ÉCHOS – Virtual documents about the exhibit

This exhibit is part of the project
Mentorat et visibilité – 2nd edition

Version en français

Mentorat et visibilité [Mentorship and Visibility] was initiated by the Conseil culturel fransaskois, the Fransaskois cultural council, to support the development of professional skills among Francophone and francophile visual artists. To run the project and assist the artists with their process, the CCF called on Serge Murphy, a visual arts curator, artist and critic based in Montreal.

For the 2019-2020 edition, the artists worked for a year under the curator’s attentive eye towards the presentation of one or more works relating to their individual process. The results of this work is brought together in an exhibition entitled ÉCHOS  [Echoes].

The four artists from the 2019-2020 cohort taking part in this exhibition are Estelle Bonetto, Jesse Fulcher Gagnon, Allysha Larsen and Jeff Morton.

ÉCHOS

Please note: This exhibition was originally slated to be held at the BAM gallery in Saskatoon in the spring of 2020. Owing to the pandemic, the scheduled gallery exhibition could not be presented. The Conseil culturel fransaskois therefore proposed presenting the work in a virtual exhibition, to which the artists agreed. The images featured in this document were all captured at the BAM gallery. The artists were each given a full day to install their work. While there is no substitute for the pleasure of directly experiencing art, we believe that this virtual show will nonetheless provide a very good overview of the four artists’ works. The show’s virtual presentation was produced by Kenton Doupe.

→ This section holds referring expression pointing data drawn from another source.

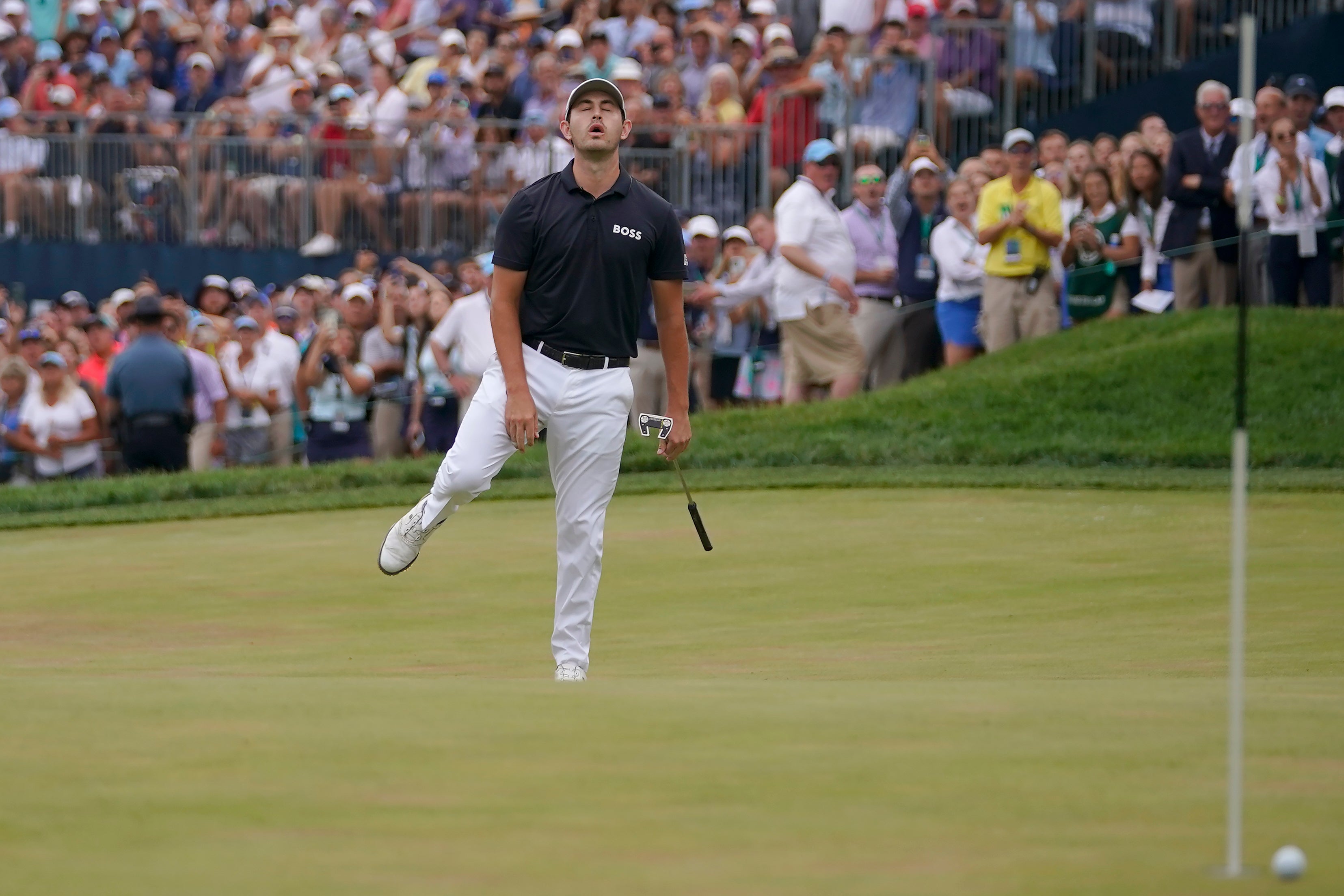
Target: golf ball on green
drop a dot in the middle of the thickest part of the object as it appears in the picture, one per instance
(1289, 863)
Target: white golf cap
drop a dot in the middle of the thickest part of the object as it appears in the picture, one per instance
(61, 95)
(703, 226)
(738, 231)
(627, 69)
(1018, 136)
(566, 38)
(357, 291)
(924, 164)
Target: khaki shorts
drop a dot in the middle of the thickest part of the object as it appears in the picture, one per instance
(1009, 313)
(822, 347)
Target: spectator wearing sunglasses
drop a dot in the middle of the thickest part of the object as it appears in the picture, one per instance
(1195, 183)
(1295, 192)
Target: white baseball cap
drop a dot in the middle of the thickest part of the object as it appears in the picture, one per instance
(777, 31)
(738, 231)
(627, 69)
(703, 226)
(566, 38)
(61, 95)
(746, 34)
(924, 164)
(1018, 136)
(357, 291)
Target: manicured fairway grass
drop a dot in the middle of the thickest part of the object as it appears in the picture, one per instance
(908, 691)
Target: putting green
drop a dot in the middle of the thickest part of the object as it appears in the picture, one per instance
(918, 692)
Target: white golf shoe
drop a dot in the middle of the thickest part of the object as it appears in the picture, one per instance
(405, 539)
(570, 671)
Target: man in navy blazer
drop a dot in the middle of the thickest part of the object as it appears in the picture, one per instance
(1195, 179)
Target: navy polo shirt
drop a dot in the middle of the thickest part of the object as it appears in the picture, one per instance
(151, 377)
(588, 260)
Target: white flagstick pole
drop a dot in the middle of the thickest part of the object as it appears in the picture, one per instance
(1237, 626)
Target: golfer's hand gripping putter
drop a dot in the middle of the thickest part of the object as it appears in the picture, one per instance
(664, 427)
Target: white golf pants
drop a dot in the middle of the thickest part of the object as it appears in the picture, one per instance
(585, 414)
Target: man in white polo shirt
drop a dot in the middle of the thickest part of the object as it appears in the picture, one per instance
(814, 287)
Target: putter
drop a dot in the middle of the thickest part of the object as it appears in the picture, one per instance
(664, 427)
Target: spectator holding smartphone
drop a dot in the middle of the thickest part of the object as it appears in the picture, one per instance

Today’s artists have access to an unequalled range of different practices and unusual materials. Through both content and form, they set out to root their works in contemporary life as it is lived from day to day. The artists are the eyes, ears and voice of the perceived universe that surrounds and envelops them. Each in their way makes an active intervention to convey the particular angle from which they view the world.

In addition, this exhibition deals with concerns that are shared by the four artists. Each artist has an original approach to taking their place in the creative space while expressing reality as it presents itself to them. The resulting works all skillfully illustrate the distancing the artists grant themselves so as to intervene in the perception of reality. Each one traces a trajectory in which humans, sounds, signs and objects interact, and thus invents a personal universe that vibrates within them and that they describe to us. This is how the echo of the world, their world, reaches us.

Through the four processes presented in this exhibition, we are able to witness original ways of managing the connection artists maintain with what surrounds them. We submit that spectators of all ages will be touched by these accounts and will readily see their own reflection in them.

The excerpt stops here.